Да, «не так». Дженнардо не мог заткнуть бастарду рот и, чтобы не слушать, смотрел. Мягкий пушок на округлых коленях, вот бы прижаться губами там, где маленькая вмятинка… Длинные ноги в синяках и ссадинах, едва прикрытые сорочкой сильные бедра, впалый смуглый живот с аккуратной раковиной пупка…

– Мы вынудили Родриго к переговорам. Рино, мне никогда не забыть тот день! Мы – ты и я! – добились того, пред чем спасовали лучшие люди этого несчастного полуострова и даже Карл Восьмой. И могли и дальше водить Быка за кольцо, не подпуская к Лаццаро, а там бы началась зимняя распутица. Уже тогда я колебался, – кровь Христова, до чего же складно римлянин чешет языком, врет ли, говорит ли правду. У Дженнардо даже зубы заныли от желания прервать режущий его на куски рассказ. Да-да-да! Отобрав из гасконцев лучших – а хорошие солдаты у Ла Сенты водились! – они стали бы королями этой долины, нанялись к другим владыкам на своих условиях. Но к чему думать о том, что не сбылось? – Да только ты бы прикончил меня собственной рукой, заикнись я о захвате Лаццаро, так? Все сходилось одно к одному. Даже мой долг хозяевам замка Сант-Анжело, его бы не пришлось выплачивать, как и прочие долги… передай своему кардиналу мои поздравления – не каждый прелат так резво считает чужие деньги. И лишь ты мне мешал.

– Чем же?

За окном тоненько пели пастушьи рожки – стада гнали по домам, скоро дороги опустеют. Можно ехать.

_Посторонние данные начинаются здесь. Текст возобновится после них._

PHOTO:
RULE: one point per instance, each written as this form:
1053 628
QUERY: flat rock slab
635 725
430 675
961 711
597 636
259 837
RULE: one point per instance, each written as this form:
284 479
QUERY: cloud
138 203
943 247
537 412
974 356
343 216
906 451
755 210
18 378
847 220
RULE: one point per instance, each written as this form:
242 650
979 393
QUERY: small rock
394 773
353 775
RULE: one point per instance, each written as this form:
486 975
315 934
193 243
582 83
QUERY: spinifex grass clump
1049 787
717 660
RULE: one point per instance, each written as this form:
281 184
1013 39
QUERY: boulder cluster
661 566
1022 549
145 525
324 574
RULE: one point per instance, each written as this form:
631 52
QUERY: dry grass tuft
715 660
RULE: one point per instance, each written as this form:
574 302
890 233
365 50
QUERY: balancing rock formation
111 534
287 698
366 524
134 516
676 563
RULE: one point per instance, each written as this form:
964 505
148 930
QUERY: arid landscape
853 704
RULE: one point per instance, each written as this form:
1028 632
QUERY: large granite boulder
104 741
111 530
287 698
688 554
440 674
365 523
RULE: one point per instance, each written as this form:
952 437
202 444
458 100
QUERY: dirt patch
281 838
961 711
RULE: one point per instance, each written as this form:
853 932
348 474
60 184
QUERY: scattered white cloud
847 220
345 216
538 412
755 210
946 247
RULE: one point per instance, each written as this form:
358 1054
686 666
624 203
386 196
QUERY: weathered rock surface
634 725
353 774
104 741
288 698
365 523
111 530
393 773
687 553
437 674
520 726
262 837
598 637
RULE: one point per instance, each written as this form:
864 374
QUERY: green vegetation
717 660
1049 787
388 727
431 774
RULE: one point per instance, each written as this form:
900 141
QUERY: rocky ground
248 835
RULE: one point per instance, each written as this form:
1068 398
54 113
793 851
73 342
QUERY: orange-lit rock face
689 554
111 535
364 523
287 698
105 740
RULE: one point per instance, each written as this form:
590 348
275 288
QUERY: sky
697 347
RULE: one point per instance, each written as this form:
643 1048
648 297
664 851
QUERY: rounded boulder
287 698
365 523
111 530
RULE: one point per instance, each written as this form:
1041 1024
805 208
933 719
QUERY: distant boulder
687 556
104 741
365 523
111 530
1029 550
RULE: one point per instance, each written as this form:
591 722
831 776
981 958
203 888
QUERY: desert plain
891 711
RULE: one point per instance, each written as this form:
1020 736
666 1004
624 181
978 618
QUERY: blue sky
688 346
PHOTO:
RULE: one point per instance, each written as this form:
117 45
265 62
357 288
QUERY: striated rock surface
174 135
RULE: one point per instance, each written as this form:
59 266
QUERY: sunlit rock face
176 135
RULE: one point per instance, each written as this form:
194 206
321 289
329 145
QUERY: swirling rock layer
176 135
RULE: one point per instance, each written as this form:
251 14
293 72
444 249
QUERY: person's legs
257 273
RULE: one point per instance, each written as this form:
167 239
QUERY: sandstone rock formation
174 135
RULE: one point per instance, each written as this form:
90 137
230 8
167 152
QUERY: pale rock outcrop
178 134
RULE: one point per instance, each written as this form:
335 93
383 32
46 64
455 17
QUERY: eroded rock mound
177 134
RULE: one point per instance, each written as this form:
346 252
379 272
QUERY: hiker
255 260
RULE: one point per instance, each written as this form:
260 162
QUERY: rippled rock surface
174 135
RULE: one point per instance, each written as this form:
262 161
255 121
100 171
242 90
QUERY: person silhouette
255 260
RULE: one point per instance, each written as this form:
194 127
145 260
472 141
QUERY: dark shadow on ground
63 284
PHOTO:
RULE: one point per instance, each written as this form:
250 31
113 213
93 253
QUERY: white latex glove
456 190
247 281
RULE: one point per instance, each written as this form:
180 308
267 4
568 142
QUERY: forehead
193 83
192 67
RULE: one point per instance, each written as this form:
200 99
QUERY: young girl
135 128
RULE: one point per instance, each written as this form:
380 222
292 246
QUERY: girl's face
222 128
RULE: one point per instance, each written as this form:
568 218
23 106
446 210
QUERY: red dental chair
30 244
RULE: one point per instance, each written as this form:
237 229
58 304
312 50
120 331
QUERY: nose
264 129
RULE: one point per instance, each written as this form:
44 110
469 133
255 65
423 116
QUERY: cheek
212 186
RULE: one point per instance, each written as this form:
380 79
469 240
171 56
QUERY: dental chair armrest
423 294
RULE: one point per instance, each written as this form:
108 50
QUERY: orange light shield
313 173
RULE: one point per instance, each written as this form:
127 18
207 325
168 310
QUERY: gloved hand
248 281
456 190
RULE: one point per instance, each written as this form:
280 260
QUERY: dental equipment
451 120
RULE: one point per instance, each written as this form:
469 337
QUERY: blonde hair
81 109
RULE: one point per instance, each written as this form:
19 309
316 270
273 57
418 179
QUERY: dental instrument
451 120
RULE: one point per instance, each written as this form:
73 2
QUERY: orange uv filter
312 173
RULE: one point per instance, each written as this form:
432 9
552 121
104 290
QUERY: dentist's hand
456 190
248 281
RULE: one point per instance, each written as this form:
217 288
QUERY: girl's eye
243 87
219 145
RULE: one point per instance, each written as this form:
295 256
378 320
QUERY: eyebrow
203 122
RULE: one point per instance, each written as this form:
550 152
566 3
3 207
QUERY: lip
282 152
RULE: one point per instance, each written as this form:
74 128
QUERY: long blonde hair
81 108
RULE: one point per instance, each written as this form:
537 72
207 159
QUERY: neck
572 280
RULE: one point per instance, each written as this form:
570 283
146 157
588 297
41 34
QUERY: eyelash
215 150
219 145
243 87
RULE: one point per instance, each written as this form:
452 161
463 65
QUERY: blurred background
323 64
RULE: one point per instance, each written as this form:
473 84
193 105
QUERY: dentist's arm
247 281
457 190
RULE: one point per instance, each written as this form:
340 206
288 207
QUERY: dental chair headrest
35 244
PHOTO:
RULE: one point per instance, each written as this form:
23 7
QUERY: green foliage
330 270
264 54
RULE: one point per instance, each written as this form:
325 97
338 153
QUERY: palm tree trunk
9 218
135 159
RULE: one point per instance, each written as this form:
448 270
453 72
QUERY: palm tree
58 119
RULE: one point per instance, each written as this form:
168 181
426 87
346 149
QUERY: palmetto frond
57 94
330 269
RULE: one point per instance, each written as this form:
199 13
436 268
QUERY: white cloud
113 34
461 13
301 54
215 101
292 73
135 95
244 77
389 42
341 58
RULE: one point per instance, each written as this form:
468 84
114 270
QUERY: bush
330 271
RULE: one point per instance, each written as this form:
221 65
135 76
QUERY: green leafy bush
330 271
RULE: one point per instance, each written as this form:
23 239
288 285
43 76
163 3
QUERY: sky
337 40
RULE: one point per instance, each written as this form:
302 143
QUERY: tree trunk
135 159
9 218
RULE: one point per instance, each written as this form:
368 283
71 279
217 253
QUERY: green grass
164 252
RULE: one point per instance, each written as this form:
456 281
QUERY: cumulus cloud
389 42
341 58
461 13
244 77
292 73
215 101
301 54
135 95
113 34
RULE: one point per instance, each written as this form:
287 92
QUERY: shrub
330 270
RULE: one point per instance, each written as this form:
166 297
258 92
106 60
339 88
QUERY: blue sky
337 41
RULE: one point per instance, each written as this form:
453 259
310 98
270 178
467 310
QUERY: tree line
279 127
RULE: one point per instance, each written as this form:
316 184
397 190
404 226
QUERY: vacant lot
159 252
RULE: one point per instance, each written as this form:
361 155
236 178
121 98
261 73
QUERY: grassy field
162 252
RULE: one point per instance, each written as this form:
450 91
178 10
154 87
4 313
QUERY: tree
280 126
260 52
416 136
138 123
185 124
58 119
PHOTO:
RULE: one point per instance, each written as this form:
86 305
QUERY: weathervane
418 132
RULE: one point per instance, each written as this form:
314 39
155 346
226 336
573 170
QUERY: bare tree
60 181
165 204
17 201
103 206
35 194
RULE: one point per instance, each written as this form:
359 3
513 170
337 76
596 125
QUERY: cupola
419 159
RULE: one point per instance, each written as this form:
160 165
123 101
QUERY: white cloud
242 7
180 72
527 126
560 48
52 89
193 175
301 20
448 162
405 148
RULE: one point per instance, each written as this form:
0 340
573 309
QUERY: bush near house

– Без тебя твоя банда потеряла бы очень многое, Рино, – бастард понизил голос, будто тоже вслушивался в мелодию вечера, и вдруг порывисто прильнул к его рту. Целовал глубоко, пуская в ход зубы, точно причиняя боль, избавлялся от страха. Отстранился, навис над любовником. – Что стоило намекнуть брату, где тебя можно сыскать и как проще всего прикончить?

– Но ты послал записку с предупреждением…

– Ди Марко заставил меня пожалеть об этом! Ты врал каждым словом. Ты предал меня.

– Да. И ты меня тоже.

– Послушай! Когда я стоял над тобой – спящим, там, в монастыре, я… брат свел меня с ума, но власть Родриго кончилась и началась твоя. Рино, еще не поздно!